Although the US Operator Index declined for the seventh straight month, it outperformed the broader market, declining 6.1% for the month, with the index now 38.6% down year to date. The big losers in the month were MedMen and Plus Products. MedMen has had a shocker 2019, and October saw them terminate the PharmaCann merger and then renegotiate the terms of their financing agreement with Gotham Green Partners.
So what can we expect in the coming month?
The biggest issue we see is the lack of any clear "green swan" catalyst. Cornerstone Investments recently analysed the global industry and suggested that the last two rallies (August 2018 and October 2019) both occurred as a result of Constellation Brands' investments in Canopy Growth. They also showed, however, that both rallies were followed by heavy selloffs that lasted for months at a time.
This current selloff—the worst for almost three years now—is most probably not going to be reversed by any one event (except perhaps the Federal legalisation of cannabis in the US, which is certainly not set to occur this year) and investors should not be expecting a V-shaped rebound. If anything, we feel the recovery will be more of a U-shape and will take time, as investor sentiment and confidence slowly comes back into fashion.

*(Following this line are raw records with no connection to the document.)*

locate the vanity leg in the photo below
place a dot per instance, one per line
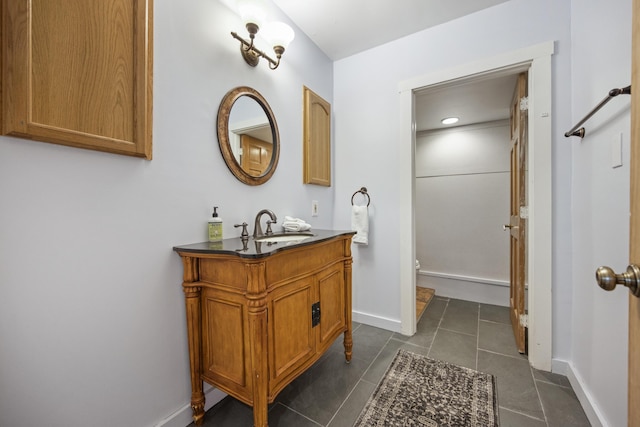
(257, 311)
(348, 338)
(259, 361)
(194, 336)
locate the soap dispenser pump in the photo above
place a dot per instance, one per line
(215, 226)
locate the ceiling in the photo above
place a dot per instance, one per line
(342, 28)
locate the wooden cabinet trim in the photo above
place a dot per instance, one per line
(49, 118)
(271, 358)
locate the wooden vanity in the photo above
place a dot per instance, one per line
(260, 314)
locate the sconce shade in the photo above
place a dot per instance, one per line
(278, 34)
(252, 12)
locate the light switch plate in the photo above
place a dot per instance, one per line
(616, 150)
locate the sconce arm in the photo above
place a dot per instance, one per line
(250, 49)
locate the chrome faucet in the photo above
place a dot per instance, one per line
(257, 228)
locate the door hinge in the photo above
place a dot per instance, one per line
(524, 320)
(315, 314)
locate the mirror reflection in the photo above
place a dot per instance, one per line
(248, 135)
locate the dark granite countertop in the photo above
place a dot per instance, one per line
(250, 248)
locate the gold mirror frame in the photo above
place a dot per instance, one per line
(223, 135)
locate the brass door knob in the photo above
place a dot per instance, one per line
(607, 279)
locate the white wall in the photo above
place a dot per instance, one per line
(92, 320)
(462, 201)
(367, 115)
(601, 60)
(590, 206)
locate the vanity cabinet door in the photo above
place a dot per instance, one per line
(291, 338)
(226, 358)
(331, 290)
(78, 73)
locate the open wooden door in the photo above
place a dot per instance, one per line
(256, 155)
(517, 211)
(634, 237)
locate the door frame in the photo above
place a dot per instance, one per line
(537, 60)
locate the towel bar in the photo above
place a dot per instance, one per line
(362, 190)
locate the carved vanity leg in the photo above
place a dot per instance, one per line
(348, 338)
(257, 310)
(192, 300)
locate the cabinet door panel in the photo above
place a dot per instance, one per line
(224, 319)
(331, 288)
(291, 337)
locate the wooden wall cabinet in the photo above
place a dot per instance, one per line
(317, 139)
(255, 324)
(78, 73)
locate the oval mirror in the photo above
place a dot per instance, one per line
(248, 135)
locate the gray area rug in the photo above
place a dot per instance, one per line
(418, 391)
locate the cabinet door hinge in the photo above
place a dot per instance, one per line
(315, 314)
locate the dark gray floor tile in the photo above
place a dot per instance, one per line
(354, 404)
(380, 365)
(229, 412)
(454, 347)
(561, 406)
(497, 337)
(318, 393)
(368, 341)
(281, 416)
(461, 316)
(552, 378)
(516, 389)
(495, 313)
(513, 419)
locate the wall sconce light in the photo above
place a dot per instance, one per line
(278, 34)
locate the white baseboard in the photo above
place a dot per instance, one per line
(485, 291)
(377, 321)
(584, 397)
(183, 416)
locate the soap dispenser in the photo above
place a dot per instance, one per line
(215, 226)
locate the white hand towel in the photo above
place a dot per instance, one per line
(295, 224)
(360, 224)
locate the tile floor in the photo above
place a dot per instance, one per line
(332, 393)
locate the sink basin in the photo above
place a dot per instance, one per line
(288, 238)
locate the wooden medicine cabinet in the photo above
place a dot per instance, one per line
(78, 73)
(317, 139)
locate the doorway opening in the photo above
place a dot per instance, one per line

We expect the stagnant growth rate in Canada to continue. Brick and mortar retail growth has been very slow, and based on the struggles at Zenabis and TGOD—along with HEXO laying off workers and closing a facility—the argument for oversupply seems to be gaining momentum.
There has been much written in the past couple of weeks concerning the oversupply of cannabis coming much faster than originally expected. Indeed, with Aphria getting their Diamond facility approved by Health Canada for cultivation, this brings their capacity up to 255K kg per annum. Add this to Canopy's 650K and Aurora's 570K kg per annum, and overlay this against Canada's total estimated demand of around 600K kg per annum, and the picture starts to become a little clearer.
The Canadian cannabis market still remains dominated by the black market one year into legalisation (this is relevant when one considers that HEXO was also the first LP to introduce low-price products in a move to counter the black market). However, given the current supply and demand picture in Canada, we think the legal market will be overwhelmed by the huge wave of upcoming supply.
We continue to maintain that the US offers investors the best opportunity for significant gains and returns in the short term. Although the companies have been moving forward teasingly in terms of their fundamentals, the US has not been immune to the capital crunch that is currently taking hold of the Canadian market.
While MedMen may have terminated their merger with PharmaCann, during the month both Cresco Labs and Curaleaf cleared HSR review hurdles, which we believe should give investors confidence that much of the sector's pending M&A are unlikely to be challenged by the DOJ on antitrust considerations. We believe these deals will go through, but will be on fundamentally different terms (which we saw this week in the restructuring of the Curaleaf deal).
In addition, we believe that there will be key catalysts in the near term that could really drive investor sentiment and market movements. These include the progression of the SAFE Banking Act to the US Senate, the STATES Act, and the completion of the above-mentioned mergers.